Sixth Circuit says employers can’t shorten time for filing Title VII claims



In Logan v. MGM Grand Detroit Casino, released September 25, 2019, the United States Court of Appeals for the Sixth Circuit, which hears appeals from the federal district courts of Ohio, Michigan, Kentucky and Tennessee, held that employers cannot reduce the time employees have to file a charge alleging employment discrimination under Title VII of the Civil Rights Act of 1964. The Sixth Circuit’s unanimous decision makes contractual provisions that require employees to bring claims in less than the 300-day filing window set by Title VII unenforceable. The court held that Title VII’s statute of limitations is a substantive, rather than a procedural, right that cannot be waived by contract.

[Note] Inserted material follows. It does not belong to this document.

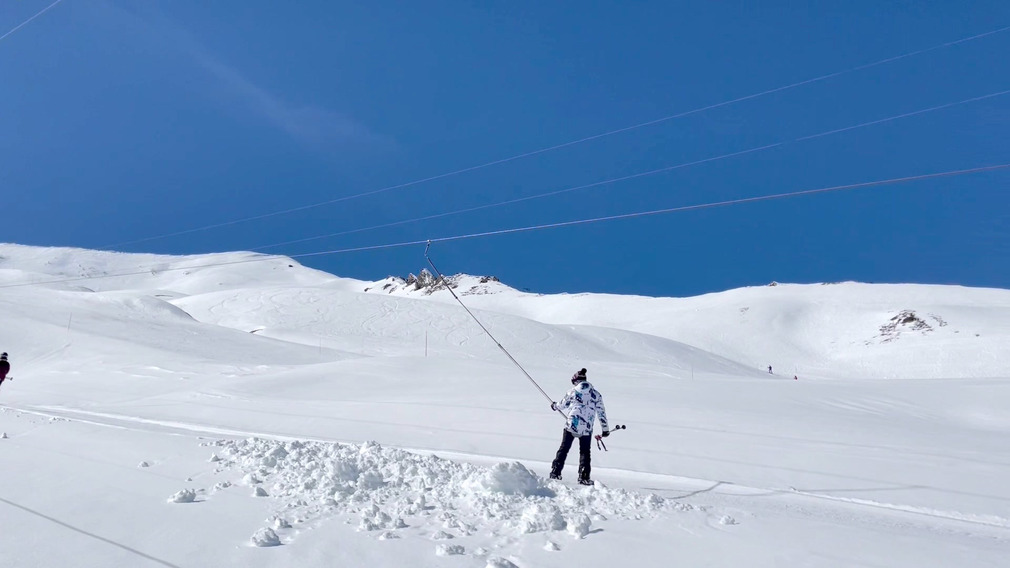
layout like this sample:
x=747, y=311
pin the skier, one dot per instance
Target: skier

In Logan, the employee agreed, as part of her employment application, to bring any claims of discrimination within 180 days. She later filed a complaint of discrimination more than six months after the alleged discriminatory acts, and the employer raised an affirmative defense that she was contractually precluded from doing so. 

Title VII prohibits employment discrimination based on race, color, religion, sex and national origin. It requires employees to first give the Equal Employment Opportunity Commission (EEOC) an opportunity to investigate and resolve claims by filing a Charge of Discrimination within 300 days of an alleged unlawful employment action. The EEOC can then attempt to mediate the dispute between the employer and employee through informal and cooperative methods, or it may issue the employee a right-to-sue letter. Upon receipt of this letter, the employee has 90 days to initiate suit in federal court against the employer. In its opinion, the Sixth Circuit noted that allowing employers to contractually alter this statutory mechanism risks “upsetting this delicate balance, removing the incentive of employers to cooperate with the EEOC, and encouraging litigation.”

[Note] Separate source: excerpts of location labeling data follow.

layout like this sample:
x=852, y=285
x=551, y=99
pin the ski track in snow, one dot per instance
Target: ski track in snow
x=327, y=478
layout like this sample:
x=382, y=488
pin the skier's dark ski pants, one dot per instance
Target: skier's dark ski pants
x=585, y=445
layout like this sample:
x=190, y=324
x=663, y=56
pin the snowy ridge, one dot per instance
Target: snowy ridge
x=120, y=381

While employers and employees may agree to contractual limits on filing periods under some laws, such as the Employment Retirement Income Security Act (ERISA), the court noted that Title VII is unlike ERISA in that it contains its own statute of limitations. Thus, it reasoned, preserving Title VII’s limitations period “not only protects the scheme Congress created with that statute; it is also conceptually in harmony with our interpretation of similar statutes.”

The Sixth Circuit also explained that Title VII creates a “uniform, nationwide system” to resolve claims of employment discrimination and to “achieve equality of employment opportunities.” Permitting contractual limitations on Title VII’s statutory limitations period would require reliance on state law principles, resulting in employees having different rights under the same federal law and disrupting Title VII’s uniform national procedures.

Finally, the Sixth Circuit pointed to its 2003 decision in Morrison v. Circuit City Stores, Inc., in which it held that a “one-year limitation period to bring a Title VII claim to arbitration is not unduly burdensome, and therefore such a provision is enforceable.” However, Morrison has “little, if any, persuasive force” in situations, like that of the employee in Logan, in which there is no agreement with the employee to bring Title VII claims to arbitration. 

MGM Grand Detroit Casino has not yet filed a request to appeal Logan to the U.S. Supreme Court. Absent review and reversal by the Supreme Court, employers with operations in the Sixth Circuit are advised not to contractually shorten the EEOC’s 300-day filing prerequisite.